Why do atoms need to be in the same module for String.to_existing_atom/1?

losvedir · June 14, 2024, 12:13pm

I’ve always used String.to_existing_atom/1 without issue after verifying that the atoms are in the codebase somewhere.

However, I noticed that starting with Elixir 1.14, the docs for the function carry this guideline:

Since Elixir is a compiled language, the atoms defined in a module will only exist after said module is loaded, which typically happens whenever a function in the module is executed. Therefore, it is generally recommended to call String.to_existing_atom/1 only to convert atoms defined within the module making the function call to to_existing_atom/1.

I’m trying to better understand how Elixir is compiled, loaded, and run. I don’t understand the limitation that the atoms need to be in the same module for this to be reliable. I found Issue with loading existing atoms from other modules · Issue #4832 · elixir-lang/elixir · GitHub which was about inconsistent behavior where the atoms weren’t always available, so it seems to be a real problem.

Suppose my app is deployed as a mix release. If the String.to_existing_atom/1 function is looking at runtime for existing atoms, why wouldn’t any atom in the code work? I would expect all the code to have been compiled prior to the release running, so wouldn’t the lookup always work?

Maybe the guideline is around partial compilation in the test environment or something like that?

Or maybe my mental model of an “internal atom database” that gets queried is wrong. Maybe the code compilation essentially inlines a mapping lookup in the code right at the time that it’s compiled?

al2o3cr · June 14, 2024, 12:26pm

In Erlang’s “interactive mode”, modules aren’t loaded until they are referenced.

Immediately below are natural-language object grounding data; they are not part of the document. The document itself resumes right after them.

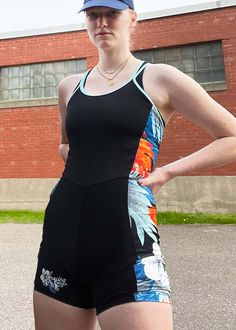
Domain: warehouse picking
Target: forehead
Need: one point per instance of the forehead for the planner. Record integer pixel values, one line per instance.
(100, 9)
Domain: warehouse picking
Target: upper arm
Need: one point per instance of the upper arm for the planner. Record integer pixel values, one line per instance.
(188, 98)
(65, 90)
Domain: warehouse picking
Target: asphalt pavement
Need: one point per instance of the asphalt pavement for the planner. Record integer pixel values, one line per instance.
(200, 261)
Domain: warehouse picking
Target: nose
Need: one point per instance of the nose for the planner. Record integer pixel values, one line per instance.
(102, 21)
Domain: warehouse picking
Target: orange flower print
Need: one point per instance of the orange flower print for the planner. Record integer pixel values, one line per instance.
(144, 158)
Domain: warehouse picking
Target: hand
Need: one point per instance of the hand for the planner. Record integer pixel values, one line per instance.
(156, 179)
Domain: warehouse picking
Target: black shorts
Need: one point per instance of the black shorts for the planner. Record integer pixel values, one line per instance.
(96, 249)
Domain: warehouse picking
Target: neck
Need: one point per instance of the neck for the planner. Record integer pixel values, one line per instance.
(110, 60)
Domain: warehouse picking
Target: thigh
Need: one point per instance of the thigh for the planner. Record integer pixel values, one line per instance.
(51, 314)
(137, 316)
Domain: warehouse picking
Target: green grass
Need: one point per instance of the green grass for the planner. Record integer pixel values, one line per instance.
(165, 218)
(16, 216)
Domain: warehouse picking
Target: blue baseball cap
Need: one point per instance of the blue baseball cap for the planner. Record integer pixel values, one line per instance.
(115, 4)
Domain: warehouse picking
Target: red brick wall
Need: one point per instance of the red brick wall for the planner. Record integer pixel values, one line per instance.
(29, 137)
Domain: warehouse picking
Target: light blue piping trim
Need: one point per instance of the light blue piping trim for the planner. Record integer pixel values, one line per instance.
(81, 85)
(86, 74)
(147, 96)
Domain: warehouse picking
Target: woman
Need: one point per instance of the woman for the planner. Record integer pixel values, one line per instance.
(100, 253)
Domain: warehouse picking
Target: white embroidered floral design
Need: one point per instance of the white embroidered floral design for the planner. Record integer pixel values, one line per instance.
(154, 266)
(54, 283)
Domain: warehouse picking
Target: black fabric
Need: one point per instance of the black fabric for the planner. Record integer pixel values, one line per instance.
(87, 240)
(104, 133)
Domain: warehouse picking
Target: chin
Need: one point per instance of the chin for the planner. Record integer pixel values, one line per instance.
(105, 44)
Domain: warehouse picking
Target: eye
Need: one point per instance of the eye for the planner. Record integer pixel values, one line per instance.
(112, 13)
(92, 15)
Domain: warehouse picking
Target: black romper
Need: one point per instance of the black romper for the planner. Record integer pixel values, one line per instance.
(100, 243)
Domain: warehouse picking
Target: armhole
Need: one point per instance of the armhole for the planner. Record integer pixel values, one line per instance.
(138, 81)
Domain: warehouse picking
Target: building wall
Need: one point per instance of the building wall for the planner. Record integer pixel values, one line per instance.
(29, 136)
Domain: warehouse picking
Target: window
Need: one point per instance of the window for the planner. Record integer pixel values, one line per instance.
(36, 81)
(203, 62)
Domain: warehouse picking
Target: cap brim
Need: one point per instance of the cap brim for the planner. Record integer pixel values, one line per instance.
(95, 3)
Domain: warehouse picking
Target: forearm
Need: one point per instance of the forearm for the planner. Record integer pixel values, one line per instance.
(63, 150)
(218, 153)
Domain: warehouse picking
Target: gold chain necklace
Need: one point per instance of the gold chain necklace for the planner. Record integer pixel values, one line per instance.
(111, 80)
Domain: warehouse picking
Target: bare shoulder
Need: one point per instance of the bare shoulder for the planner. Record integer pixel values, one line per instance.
(66, 87)
(187, 97)
(165, 73)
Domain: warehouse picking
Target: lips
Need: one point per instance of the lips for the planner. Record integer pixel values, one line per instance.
(102, 33)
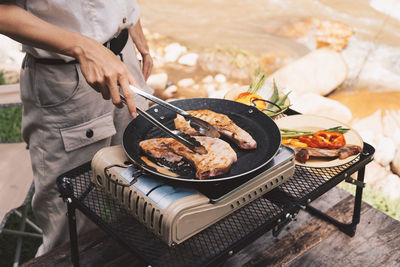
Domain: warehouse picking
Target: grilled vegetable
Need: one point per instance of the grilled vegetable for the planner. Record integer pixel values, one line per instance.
(297, 133)
(250, 96)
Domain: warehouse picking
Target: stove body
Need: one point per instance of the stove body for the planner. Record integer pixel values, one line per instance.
(175, 212)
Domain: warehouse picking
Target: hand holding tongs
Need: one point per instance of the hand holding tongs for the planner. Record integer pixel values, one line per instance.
(199, 125)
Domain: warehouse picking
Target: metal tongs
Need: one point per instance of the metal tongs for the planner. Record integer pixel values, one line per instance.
(203, 127)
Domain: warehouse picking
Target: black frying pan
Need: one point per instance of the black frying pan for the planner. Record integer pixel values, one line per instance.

So if a function in Foo does a String.to_existing_atom expecting to find an atom defined in Bar, it could fail if nothing else has yet referenced Bar.

IIRC releases run in the other mode (“embedded mode”) so that can’t happen.

gregvaughn · June 14, 2024, 5:13pm

Note “generally recommended”. Using atoms in the same module is always safe and doesn’t require any deeper knowledge of how the BEAM handles atoms. But it’s not necessary to do that.

If (building on @al2o3cr 's example) Foo requires Bar directly or indirectly, then Bars atoms will be available even in interactive mode. However, that brings in additional concerns about compile time dependencies that were out of scope for the simple recommendation in the docs.